Now, the Keys were literate people – which wasn’t terribly common in their generation.  My father remembers his grandpa reading every newspaper he could get his hands on, and he read from front to back.  He studied the trends of the stock market and really seemed to understand it.  Yet, we would have to call him rather ignorant simply because he had no access to the vast collection of written knowledge. 

Lots of people have worked hard to make books available to children; of course, rural locations still struggle with that.  On the mountain, you still have to drive into town to get to a library, and that doesn’t seem very practical if your kids are in school close to home and you are maybe working on the farm.  Some counties have their libraries only open to city residents.  However, I recently discovered that the Tennessee library systems are working to make a digital collection available for free download and that’s pretty exciting as we see the internet in nearly every home these days, even in remote locations.  A love of books is a wonderful gift to give a child.  I’m not sure where I got this love but clearly I did. 

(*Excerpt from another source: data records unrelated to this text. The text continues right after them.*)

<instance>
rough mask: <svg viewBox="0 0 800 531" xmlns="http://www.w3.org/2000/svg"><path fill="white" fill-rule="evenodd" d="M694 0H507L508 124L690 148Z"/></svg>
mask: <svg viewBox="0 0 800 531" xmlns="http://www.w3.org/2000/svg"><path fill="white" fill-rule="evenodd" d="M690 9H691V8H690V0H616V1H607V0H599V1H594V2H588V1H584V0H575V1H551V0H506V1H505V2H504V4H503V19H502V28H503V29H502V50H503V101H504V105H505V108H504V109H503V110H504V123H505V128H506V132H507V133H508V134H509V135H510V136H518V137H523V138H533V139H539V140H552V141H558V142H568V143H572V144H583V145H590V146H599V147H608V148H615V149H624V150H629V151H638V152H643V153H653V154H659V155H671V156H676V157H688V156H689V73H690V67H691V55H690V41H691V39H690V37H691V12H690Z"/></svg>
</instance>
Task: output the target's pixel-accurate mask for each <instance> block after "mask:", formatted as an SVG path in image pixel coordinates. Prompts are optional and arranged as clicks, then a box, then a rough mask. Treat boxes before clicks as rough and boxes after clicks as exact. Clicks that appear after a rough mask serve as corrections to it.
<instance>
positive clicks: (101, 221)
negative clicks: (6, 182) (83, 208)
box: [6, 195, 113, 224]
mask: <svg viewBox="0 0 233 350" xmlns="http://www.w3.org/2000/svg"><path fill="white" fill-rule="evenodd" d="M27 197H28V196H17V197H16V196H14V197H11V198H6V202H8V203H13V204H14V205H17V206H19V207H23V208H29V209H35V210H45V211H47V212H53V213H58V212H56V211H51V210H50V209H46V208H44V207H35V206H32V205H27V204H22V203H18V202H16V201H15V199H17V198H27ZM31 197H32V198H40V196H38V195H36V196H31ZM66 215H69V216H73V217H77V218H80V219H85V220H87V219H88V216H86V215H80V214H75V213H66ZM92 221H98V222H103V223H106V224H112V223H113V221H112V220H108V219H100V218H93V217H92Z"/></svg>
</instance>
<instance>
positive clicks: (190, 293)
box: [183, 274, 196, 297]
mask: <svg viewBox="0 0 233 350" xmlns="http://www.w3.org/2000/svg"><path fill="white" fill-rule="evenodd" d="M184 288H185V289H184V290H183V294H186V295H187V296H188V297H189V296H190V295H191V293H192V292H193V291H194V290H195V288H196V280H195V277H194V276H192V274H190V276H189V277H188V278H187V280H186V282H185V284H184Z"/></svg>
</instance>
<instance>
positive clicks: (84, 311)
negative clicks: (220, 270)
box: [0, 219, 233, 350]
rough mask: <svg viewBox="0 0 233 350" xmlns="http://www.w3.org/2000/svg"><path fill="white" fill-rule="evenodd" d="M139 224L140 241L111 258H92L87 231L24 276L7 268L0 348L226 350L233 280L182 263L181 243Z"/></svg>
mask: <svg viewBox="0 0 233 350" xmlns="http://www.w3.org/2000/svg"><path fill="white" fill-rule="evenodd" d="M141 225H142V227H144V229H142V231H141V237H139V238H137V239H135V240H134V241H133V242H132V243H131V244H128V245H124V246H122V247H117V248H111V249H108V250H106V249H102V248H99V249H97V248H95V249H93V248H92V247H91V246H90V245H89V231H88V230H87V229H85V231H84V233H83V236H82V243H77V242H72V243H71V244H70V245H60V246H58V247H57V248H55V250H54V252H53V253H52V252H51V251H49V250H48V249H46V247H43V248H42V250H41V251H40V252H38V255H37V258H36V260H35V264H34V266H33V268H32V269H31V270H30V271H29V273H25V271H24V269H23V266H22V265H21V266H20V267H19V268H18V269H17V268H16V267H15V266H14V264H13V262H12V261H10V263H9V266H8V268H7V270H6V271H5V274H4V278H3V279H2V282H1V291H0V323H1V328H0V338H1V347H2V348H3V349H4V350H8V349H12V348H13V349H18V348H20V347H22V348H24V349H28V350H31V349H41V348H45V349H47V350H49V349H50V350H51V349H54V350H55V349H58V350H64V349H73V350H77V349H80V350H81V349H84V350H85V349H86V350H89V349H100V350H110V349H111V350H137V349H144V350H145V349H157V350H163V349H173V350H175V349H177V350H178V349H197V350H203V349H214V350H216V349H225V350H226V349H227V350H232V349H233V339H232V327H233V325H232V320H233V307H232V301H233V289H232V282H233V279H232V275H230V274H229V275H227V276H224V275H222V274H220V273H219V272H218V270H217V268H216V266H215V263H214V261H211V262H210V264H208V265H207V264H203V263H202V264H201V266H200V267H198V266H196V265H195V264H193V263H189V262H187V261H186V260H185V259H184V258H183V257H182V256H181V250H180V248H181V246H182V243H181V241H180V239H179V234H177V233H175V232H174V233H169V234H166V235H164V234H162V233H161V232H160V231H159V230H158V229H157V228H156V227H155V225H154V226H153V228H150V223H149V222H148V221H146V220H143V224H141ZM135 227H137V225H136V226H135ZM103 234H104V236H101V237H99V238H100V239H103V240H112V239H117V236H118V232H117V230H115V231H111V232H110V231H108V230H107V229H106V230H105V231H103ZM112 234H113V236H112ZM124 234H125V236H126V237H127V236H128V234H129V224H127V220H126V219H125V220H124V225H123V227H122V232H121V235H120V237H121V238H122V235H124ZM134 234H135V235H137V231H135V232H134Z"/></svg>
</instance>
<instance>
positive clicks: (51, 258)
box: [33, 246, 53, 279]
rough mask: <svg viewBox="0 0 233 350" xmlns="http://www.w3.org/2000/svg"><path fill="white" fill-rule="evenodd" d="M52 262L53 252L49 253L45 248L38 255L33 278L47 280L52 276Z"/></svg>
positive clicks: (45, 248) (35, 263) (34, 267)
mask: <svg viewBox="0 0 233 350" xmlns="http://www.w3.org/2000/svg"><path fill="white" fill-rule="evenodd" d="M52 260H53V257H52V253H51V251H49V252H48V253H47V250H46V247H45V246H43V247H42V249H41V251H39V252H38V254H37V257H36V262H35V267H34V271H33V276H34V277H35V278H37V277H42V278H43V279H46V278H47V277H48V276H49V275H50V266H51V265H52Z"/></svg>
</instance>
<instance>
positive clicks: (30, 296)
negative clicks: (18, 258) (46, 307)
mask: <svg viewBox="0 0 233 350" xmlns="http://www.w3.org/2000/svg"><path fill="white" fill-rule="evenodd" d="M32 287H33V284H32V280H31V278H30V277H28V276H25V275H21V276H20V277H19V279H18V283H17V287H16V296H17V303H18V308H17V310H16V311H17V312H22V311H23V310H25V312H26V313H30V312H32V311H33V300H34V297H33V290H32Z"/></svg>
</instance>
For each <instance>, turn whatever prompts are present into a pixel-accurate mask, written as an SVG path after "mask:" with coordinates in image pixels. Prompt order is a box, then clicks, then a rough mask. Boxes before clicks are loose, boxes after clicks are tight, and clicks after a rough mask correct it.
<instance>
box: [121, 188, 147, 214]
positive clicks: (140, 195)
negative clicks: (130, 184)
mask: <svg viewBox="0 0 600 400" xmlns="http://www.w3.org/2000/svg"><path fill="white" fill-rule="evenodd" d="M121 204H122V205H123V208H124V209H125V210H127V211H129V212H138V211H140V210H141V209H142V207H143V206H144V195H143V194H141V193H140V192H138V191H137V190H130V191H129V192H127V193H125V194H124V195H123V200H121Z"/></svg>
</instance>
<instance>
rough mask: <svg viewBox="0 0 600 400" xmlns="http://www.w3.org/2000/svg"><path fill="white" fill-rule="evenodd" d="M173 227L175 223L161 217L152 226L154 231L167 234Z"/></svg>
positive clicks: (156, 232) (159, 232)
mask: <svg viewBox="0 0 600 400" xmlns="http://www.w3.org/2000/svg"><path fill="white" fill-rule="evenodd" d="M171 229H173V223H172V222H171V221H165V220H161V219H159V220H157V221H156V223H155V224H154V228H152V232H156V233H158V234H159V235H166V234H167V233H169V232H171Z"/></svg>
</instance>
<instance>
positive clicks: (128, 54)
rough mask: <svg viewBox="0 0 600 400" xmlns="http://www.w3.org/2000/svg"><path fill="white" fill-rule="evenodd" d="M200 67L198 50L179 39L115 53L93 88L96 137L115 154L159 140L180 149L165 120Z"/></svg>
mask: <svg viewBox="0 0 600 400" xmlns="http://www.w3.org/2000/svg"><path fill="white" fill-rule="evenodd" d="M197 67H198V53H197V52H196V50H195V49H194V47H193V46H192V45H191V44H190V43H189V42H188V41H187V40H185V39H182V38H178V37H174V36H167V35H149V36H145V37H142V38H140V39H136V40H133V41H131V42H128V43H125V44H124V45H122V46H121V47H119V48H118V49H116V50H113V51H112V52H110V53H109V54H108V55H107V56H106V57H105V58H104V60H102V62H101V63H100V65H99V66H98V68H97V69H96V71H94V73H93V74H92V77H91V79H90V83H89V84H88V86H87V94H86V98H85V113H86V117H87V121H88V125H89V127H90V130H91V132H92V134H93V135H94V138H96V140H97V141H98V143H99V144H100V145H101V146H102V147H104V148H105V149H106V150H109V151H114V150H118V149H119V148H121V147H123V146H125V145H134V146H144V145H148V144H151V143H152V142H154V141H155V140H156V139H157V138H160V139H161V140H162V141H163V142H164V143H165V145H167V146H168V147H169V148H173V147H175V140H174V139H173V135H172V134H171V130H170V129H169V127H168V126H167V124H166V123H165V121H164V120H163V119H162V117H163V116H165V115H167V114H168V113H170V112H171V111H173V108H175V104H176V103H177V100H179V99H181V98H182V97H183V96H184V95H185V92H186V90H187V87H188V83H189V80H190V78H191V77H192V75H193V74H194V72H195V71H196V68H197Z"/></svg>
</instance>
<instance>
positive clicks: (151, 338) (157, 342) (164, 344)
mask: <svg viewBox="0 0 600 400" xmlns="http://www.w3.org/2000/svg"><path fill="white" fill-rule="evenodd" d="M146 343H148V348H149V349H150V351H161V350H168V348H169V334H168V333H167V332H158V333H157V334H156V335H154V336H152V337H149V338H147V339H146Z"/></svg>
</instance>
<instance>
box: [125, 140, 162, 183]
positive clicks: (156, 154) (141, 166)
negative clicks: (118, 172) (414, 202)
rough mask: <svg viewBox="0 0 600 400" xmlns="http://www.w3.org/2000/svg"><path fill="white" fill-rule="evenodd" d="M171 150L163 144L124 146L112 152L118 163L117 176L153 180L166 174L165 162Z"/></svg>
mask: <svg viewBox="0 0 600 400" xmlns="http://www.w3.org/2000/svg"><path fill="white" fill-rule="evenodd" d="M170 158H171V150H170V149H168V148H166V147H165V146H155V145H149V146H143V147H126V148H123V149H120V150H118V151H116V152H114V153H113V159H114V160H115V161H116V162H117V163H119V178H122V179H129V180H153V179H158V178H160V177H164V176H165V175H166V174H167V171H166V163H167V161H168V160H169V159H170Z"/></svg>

I am not what you would call wealthy – in fact, I’m far, far, far, from it.  Yet, when I make these historical comparisons and realize that books were possessions of very wealthy people in years gone by, I realize how much I really do have.  The ability to read was prestigious and it was often flaunted whenever possible.  In the Victorian era, a parlor would have a table in the center of the room with books upon it as a symbol to any visitors that educated people lived here. 

In mountain families where every hand was needed to scratch from the earth enough food to survive the cold months of winter, the luxury of reading or even learning to read was not to be had.  I’ve been amazed as I’ve worked on genealogical research to find ancestors who accumulated significant land and ran successful businesses yet when I find a land deed I find it signed, “by my mark”.  Of course many of our ancestors could scribble a signature and read a just little bit.  I find that many parents longed for “learning” and because they couldn’t have it themselves, it was a high priority for their children. 

These good ole’ days we recall and study had a lot going for them.  But sometimes I do get a bit of a reality check when I see something like books where we enjoy such great access.  With our social woes and overpopulation, amid growing persecution of Christian people around the world and governments that seem to encroach more of our personal liberties every day, we do enjoy many benefits in this modern world.